A fat binary (or multiarchitecture binary) is a computer executable program or library which has been expanded (or "fattened") with code native to multiple instruction sets which can consequently be run on multiple processor types. This results in a file larger than a normal one-architecture binary file, thus the name. The usual method of implementation is to include a version of the machine code for each instruction set, preceded by a single entry point with code compatible with all operating systems, which executes a jump to the appropriate section. Alternative implementations store different executables in different , each with its own entry point that is directly used by the operating system.
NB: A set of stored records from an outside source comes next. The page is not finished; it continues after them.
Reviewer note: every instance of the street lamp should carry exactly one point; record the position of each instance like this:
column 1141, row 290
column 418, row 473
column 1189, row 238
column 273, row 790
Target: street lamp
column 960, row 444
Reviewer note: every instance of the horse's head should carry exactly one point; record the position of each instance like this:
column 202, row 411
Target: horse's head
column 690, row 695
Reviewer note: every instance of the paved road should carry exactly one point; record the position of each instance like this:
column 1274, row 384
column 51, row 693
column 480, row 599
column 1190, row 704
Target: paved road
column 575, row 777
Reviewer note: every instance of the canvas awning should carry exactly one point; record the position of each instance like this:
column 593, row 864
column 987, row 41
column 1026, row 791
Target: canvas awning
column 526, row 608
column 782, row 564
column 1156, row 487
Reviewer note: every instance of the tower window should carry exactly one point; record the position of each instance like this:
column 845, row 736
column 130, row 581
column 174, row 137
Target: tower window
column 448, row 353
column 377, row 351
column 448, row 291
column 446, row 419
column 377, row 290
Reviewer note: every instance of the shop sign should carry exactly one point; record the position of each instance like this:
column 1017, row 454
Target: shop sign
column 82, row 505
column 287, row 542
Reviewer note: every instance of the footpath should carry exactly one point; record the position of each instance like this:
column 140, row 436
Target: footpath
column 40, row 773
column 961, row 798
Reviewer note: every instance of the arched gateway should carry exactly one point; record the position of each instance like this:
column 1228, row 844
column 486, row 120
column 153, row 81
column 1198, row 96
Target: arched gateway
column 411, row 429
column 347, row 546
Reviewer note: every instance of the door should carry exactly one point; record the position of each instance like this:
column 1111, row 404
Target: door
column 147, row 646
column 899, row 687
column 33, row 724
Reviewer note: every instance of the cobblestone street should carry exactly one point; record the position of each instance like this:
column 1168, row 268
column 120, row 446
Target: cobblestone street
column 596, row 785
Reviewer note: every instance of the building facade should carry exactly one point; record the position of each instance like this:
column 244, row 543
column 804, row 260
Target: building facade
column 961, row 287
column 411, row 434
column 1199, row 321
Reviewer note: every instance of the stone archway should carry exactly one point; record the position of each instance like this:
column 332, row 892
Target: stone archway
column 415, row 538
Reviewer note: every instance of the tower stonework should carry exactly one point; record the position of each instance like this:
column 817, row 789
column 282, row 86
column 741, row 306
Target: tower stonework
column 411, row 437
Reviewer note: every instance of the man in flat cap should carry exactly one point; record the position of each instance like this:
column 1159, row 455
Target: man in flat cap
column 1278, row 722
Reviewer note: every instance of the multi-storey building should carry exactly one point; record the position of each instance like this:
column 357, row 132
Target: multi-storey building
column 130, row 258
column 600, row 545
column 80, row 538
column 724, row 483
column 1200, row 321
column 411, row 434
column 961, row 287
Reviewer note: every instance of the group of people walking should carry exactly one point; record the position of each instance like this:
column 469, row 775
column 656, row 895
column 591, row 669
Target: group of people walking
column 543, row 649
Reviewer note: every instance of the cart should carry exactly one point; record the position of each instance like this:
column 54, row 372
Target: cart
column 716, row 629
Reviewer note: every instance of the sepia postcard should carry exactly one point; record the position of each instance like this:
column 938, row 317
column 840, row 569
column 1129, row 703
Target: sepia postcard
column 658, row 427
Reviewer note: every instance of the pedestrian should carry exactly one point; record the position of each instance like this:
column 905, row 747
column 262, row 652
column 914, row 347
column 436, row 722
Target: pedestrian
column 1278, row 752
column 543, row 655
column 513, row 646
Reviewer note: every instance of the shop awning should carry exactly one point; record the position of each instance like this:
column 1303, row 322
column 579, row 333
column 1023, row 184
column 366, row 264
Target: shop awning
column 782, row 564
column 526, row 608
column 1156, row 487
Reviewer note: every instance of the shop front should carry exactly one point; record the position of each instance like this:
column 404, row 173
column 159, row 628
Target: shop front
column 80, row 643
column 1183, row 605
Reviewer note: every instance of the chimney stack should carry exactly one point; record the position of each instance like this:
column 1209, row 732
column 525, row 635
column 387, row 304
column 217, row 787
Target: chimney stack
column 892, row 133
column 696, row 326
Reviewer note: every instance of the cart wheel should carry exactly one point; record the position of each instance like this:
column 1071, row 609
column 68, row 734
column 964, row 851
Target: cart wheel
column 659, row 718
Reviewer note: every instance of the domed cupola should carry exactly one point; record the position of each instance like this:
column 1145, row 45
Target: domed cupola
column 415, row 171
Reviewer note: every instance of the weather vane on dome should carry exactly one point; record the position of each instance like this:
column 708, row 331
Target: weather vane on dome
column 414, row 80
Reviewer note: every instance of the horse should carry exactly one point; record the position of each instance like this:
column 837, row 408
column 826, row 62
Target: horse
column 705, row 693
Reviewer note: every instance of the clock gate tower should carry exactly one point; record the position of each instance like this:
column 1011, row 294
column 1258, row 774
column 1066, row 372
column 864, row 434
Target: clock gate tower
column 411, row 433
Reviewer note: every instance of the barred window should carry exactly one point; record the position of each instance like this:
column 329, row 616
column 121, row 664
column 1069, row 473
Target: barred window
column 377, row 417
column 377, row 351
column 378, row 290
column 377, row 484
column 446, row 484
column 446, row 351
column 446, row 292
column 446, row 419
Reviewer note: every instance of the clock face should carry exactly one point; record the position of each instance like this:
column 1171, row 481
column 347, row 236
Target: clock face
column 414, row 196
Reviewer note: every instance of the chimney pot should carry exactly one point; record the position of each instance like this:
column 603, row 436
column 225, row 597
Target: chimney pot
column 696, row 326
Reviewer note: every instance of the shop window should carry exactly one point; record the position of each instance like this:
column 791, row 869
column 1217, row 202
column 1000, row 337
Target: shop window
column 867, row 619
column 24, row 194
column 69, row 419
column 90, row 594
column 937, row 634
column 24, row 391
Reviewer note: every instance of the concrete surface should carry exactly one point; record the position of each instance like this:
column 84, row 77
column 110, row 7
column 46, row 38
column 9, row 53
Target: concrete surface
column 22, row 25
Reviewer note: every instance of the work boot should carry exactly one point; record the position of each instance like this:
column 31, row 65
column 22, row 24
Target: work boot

The use of fat binaries is not common in operating system software; there are several alternatives to solve the same problem, such as the use of an installer program to choose an architecture-specific binary at install time (such as with Android multiple APKs), selecting an architecture-specific binary at runtime (such as with Plan 9's union directories and GNUstep's fat bundles), distributing software in source code form and compiling it in-place, or the use of a virtual machine (such as with Java) and just-in-time compilation. In 1988, Apollo Computer's Domain/OS SR10.1 introduced a new file type, "cmpexe" (compound executable), that bundled binaries for Motorola 680x0 and Apollo PRISM executables. A fat-binary scheme smoothed the Apple Macintosh's transition, beginning in 1994, from 68k microprocessors to PowerPC microprocessors. Many applications for the old platform ran transparently on the new platform under an evolving emulation scheme, but emulated code generally runs slower than native code. Applications released as "fat binaries" took up more storage space, but they ran at full speed on either platform. This was achieved by packaging both a 68000-compiled version and a PowerPC-compiled version of the same program into their executable files.